Plusieurs collègues du LIMSI m'ont fait part de leur intérêt pour le sujet, qui a des implications dans divers champs disciplinaires: phonation, expression, émotion, analyse, traitement automatique, perception. Le LIMSI a bien voulu nous accorder - à Claude Barras et moi-même - une Action Incitative qui a commencé début 2012. L'objectif est de déterminer les indices ou combinaisons d'indices acoustiques - hors intensité - révélant le degré de force de voix utilisé par le locuteur, et si possible de les extraire automatiquement du signal.

Publications sur ce sujet

C67 - J-S. Liénard, C. Barras, 2013: “Fine-grain voice strength estimation from vowel spectral cues”, InterSpeech, Lyon.

B13 - J-S. Liénard, 2011: “Vocal effort in situation”, invited conference, Pan European Voice Conference PEVOC9, Marseille.

A8 - J-S. Liénard and M-G. Di Benedetto, 1999: “Effect of vocal effort on spectral properties of vowels”, Journal of the Acoustical Society of America, 106 (1), 411-422.
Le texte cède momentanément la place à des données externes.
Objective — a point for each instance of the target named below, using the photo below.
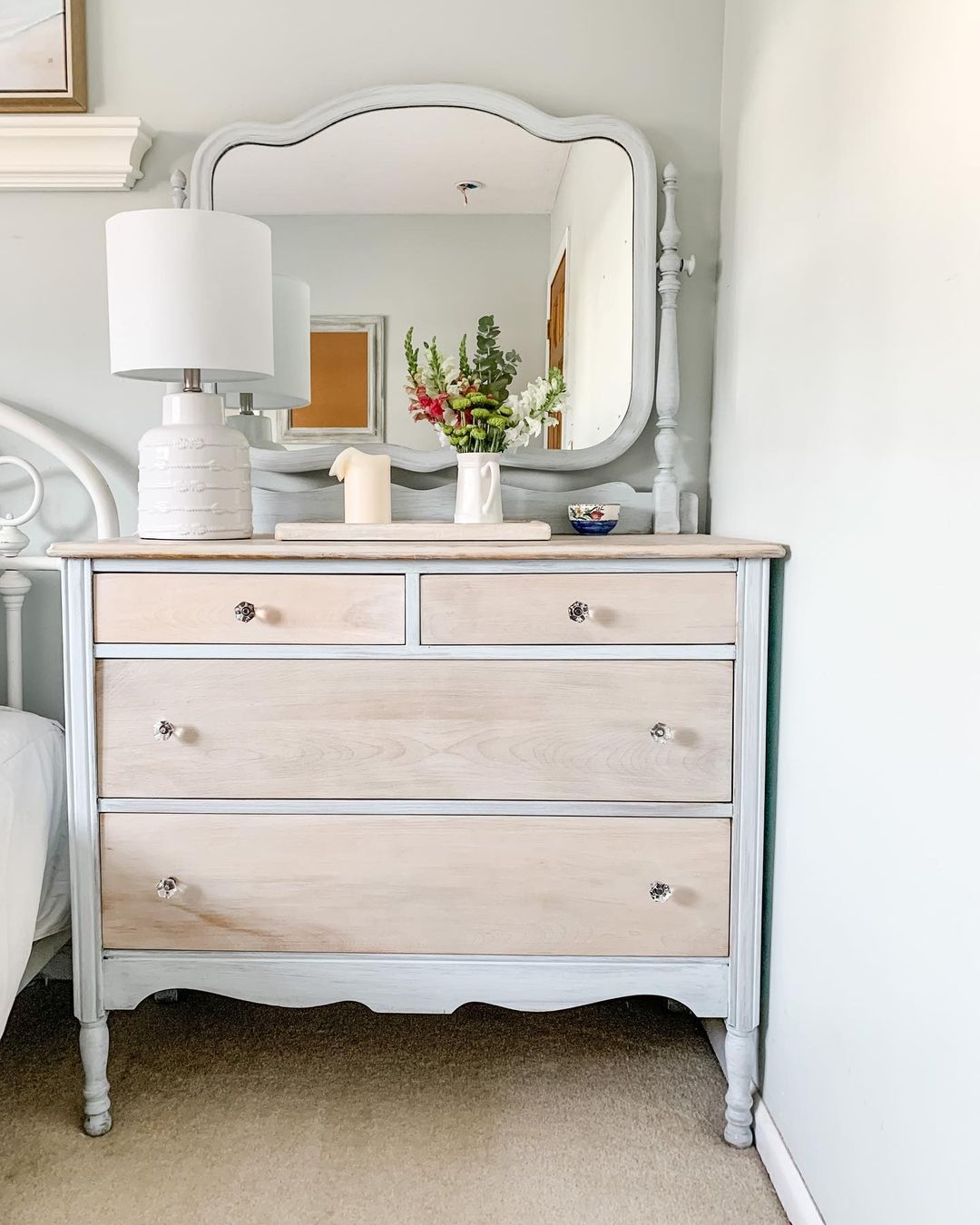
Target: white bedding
(34, 897)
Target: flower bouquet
(469, 405)
(468, 399)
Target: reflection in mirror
(434, 218)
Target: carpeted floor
(231, 1112)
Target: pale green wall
(847, 424)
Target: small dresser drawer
(251, 609)
(561, 886)
(582, 609)
(386, 729)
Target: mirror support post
(665, 494)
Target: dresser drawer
(416, 885)
(254, 609)
(578, 609)
(389, 729)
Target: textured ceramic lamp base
(195, 480)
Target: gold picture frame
(42, 56)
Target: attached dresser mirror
(514, 240)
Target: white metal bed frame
(15, 583)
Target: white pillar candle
(367, 482)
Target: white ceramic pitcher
(478, 487)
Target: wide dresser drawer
(577, 609)
(416, 885)
(386, 729)
(250, 609)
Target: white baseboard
(787, 1180)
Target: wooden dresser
(528, 774)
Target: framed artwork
(347, 385)
(42, 55)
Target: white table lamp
(190, 300)
(289, 387)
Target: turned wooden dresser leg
(93, 1043)
(740, 1061)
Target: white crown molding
(71, 152)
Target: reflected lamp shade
(189, 289)
(289, 387)
(190, 301)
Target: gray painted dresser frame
(721, 987)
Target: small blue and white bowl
(594, 518)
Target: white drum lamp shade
(289, 387)
(190, 300)
(189, 289)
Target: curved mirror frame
(536, 122)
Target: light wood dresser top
(564, 548)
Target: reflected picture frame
(373, 328)
(43, 41)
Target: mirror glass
(466, 230)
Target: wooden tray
(409, 531)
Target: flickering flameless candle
(367, 482)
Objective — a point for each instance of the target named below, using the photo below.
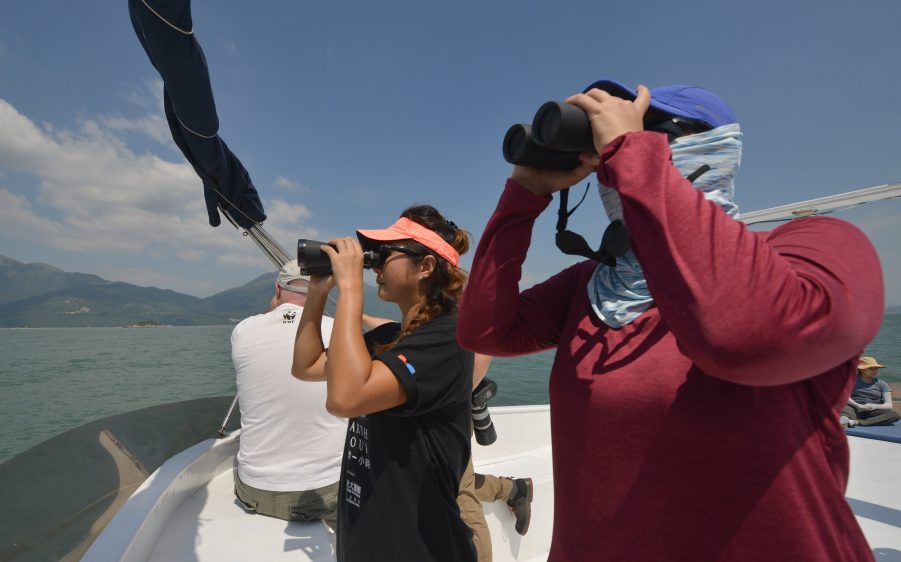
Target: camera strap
(614, 242)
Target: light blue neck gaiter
(620, 295)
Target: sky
(347, 112)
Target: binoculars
(559, 132)
(313, 261)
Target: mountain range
(37, 295)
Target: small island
(148, 324)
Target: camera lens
(311, 259)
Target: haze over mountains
(37, 295)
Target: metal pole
(228, 416)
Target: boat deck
(206, 523)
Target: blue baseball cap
(690, 102)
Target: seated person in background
(477, 488)
(289, 460)
(871, 399)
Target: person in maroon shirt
(696, 383)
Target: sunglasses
(676, 127)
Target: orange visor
(405, 229)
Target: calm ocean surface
(55, 379)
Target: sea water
(55, 379)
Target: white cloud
(282, 182)
(89, 192)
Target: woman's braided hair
(445, 285)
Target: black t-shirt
(402, 467)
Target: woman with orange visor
(405, 386)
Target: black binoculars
(559, 132)
(313, 261)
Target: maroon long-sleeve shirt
(707, 428)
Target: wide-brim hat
(679, 100)
(869, 363)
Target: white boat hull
(186, 510)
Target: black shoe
(520, 503)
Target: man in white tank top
(289, 460)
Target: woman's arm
(357, 385)
(373, 322)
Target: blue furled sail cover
(165, 30)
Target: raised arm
(309, 349)
(495, 318)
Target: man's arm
(480, 368)
(745, 307)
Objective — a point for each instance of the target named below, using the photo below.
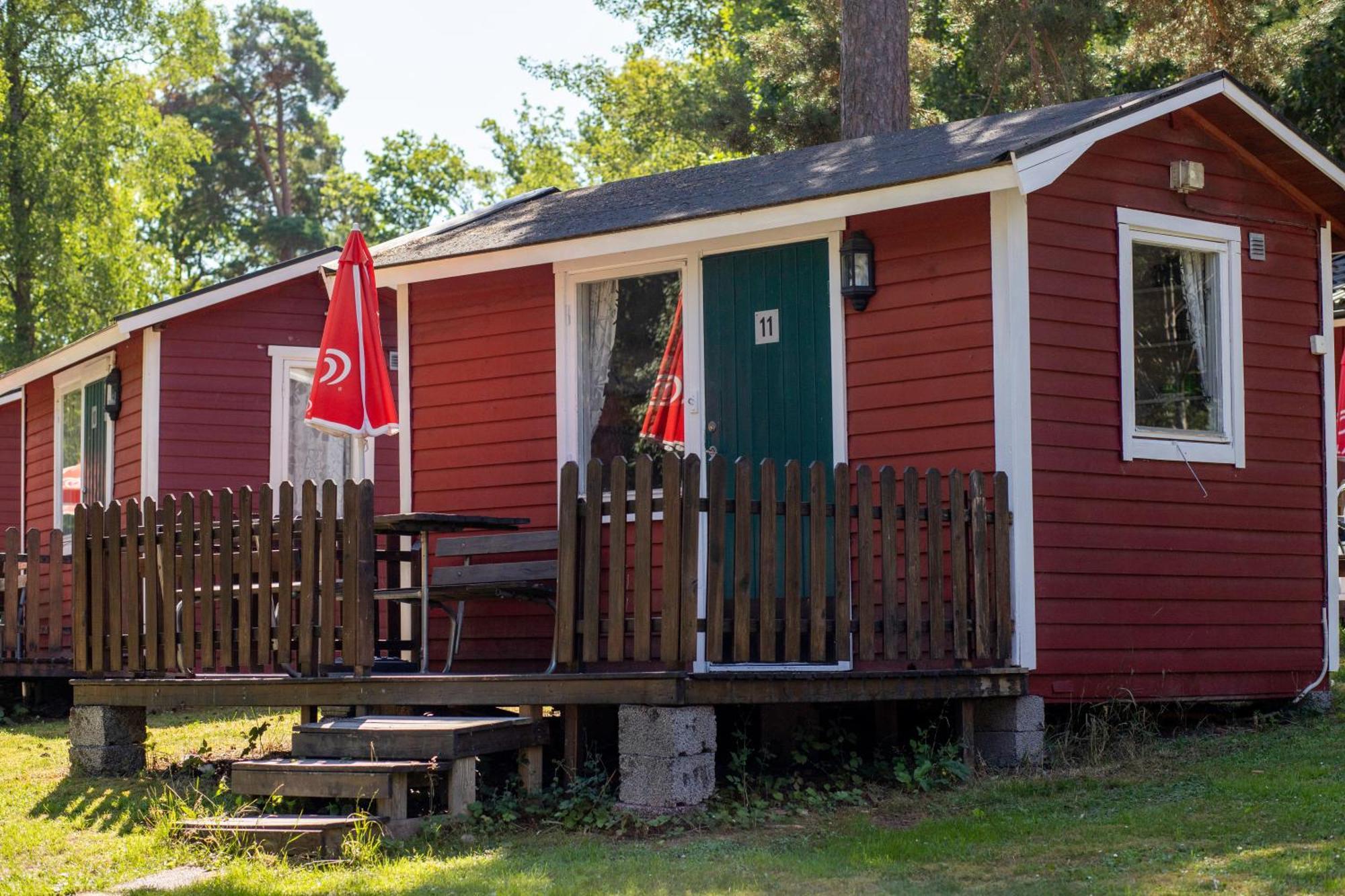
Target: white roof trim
(1042, 167)
(63, 358)
(711, 228)
(153, 315)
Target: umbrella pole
(361, 454)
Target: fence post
(80, 588)
(567, 581)
(367, 579)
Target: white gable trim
(1040, 169)
(705, 229)
(1332, 546)
(155, 315)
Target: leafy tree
(87, 159)
(412, 182)
(537, 153)
(259, 197)
(1313, 93)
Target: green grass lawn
(1252, 810)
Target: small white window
(630, 368)
(84, 439)
(1182, 339)
(298, 451)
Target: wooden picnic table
(422, 526)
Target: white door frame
(687, 259)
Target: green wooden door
(96, 474)
(769, 354)
(769, 381)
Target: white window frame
(283, 358)
(568, 350)
(688, 256)
(63, 384)
(1151, 228)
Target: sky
(443, 67)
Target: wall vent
(1257, 247)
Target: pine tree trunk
(22, 275)
(875, 72)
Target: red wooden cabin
(1137, 341)
(209, 386)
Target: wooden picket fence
(910, 568)
(32, 631)
(219, 583)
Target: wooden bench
(531, 580)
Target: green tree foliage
(412, 182)
(716, 79)
(259, 197)
(87, 159)
(1313, 95)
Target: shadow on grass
(111, 805)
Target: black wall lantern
(114, 393)
(857, 270)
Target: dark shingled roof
(759, 182)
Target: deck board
(649, 688)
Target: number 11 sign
(767, 326)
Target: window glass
(72, 469)
(310, 452)
(631, 366)
(1179, 364)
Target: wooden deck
(653, 688)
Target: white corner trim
(209, 296)
(660, 237)
(1012, 315)
(1206, 236)
(150, 397)
(404, 399)
(24, 458)
(1330, 423)
(1040, 169)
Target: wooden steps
(418, 737)
(287, 834)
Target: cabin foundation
(668, 755)
(108, 740)
(1011, 731)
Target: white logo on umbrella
(340, 362)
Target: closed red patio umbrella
(352, 393)
(664, 420)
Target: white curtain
(313, 455)
(598, 338)
(1198, 272)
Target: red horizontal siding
(11, 460)
(216, 385)
(921, 358)
(1145, 584)
(484, 431)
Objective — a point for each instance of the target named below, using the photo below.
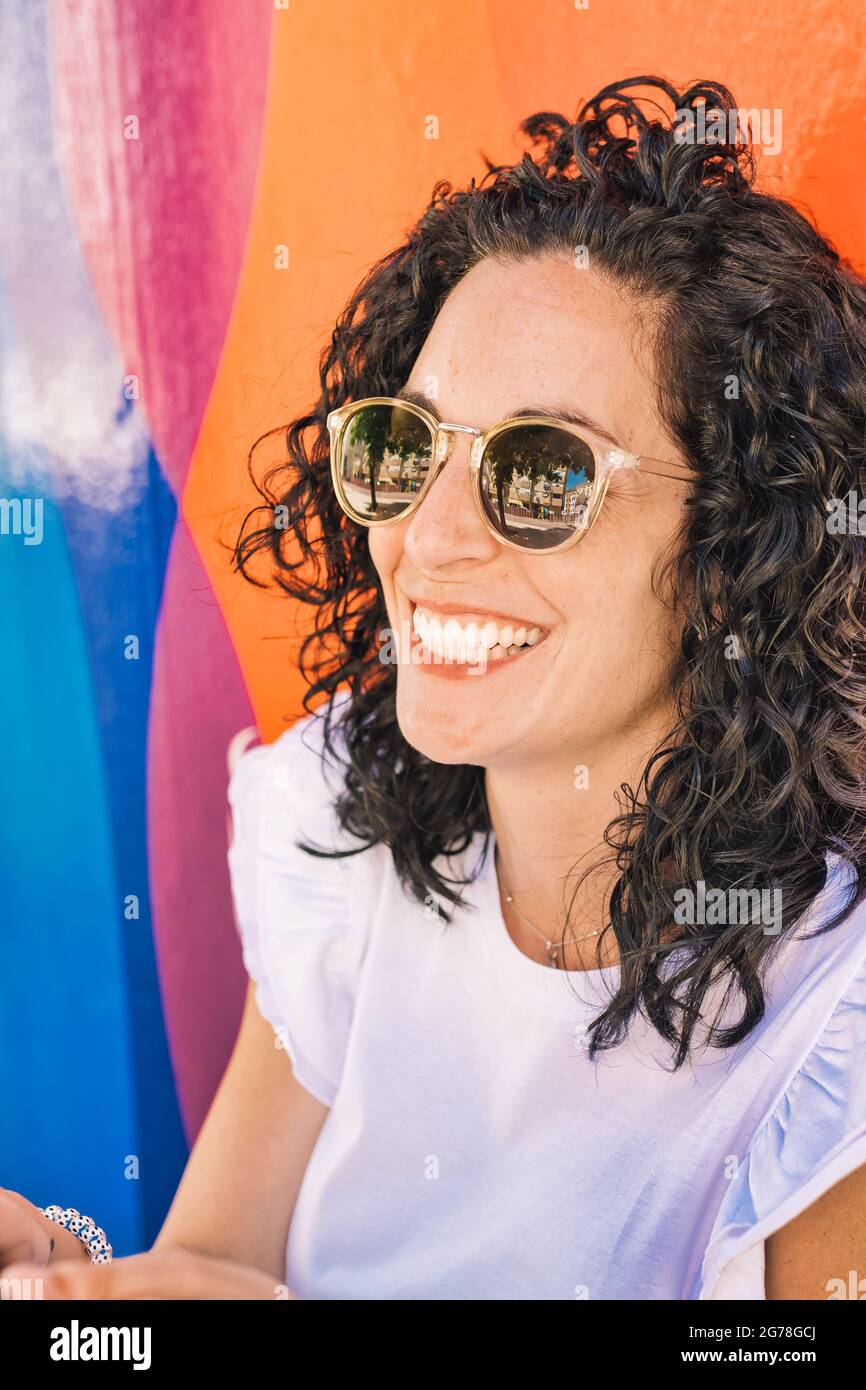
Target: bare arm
(238, 1193)
(823, 1243)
G6 - J-S. Liénard, 1999 : “L'effort vocal, facteur de variabilité du signal de parole”, séminaire du LIMSI-TLP, Orsay.

C50 - M-G. Di Benedetto, J-S. Liénard, 1994: “Influence of the vocal effort on vowels”, 127th ASA meeting, Boston, June 1994, résumé publié dans JASA 95 part 2, spring 1994.

C49 - J-S. Liénard, M-G. Di Benedetto, 1992: “Evaluation perceptive d'un corpus de voyelles françaises émises isolément par plusieurs locuteurs selon diverses forces de voix”, 19e JEP, Bruxelles.

Perspectives

L'extraction automatique des indices d'effort vocal à partir du signal, sans avoir recours à son intensité (en général non préservée à la prise de son), permettrait d'utiliser cette information non-linguistique dans une quantité d'approches et d'applications. Elle conforterait l'approche multi-catégorielle de la perception que je présente par ailleurs.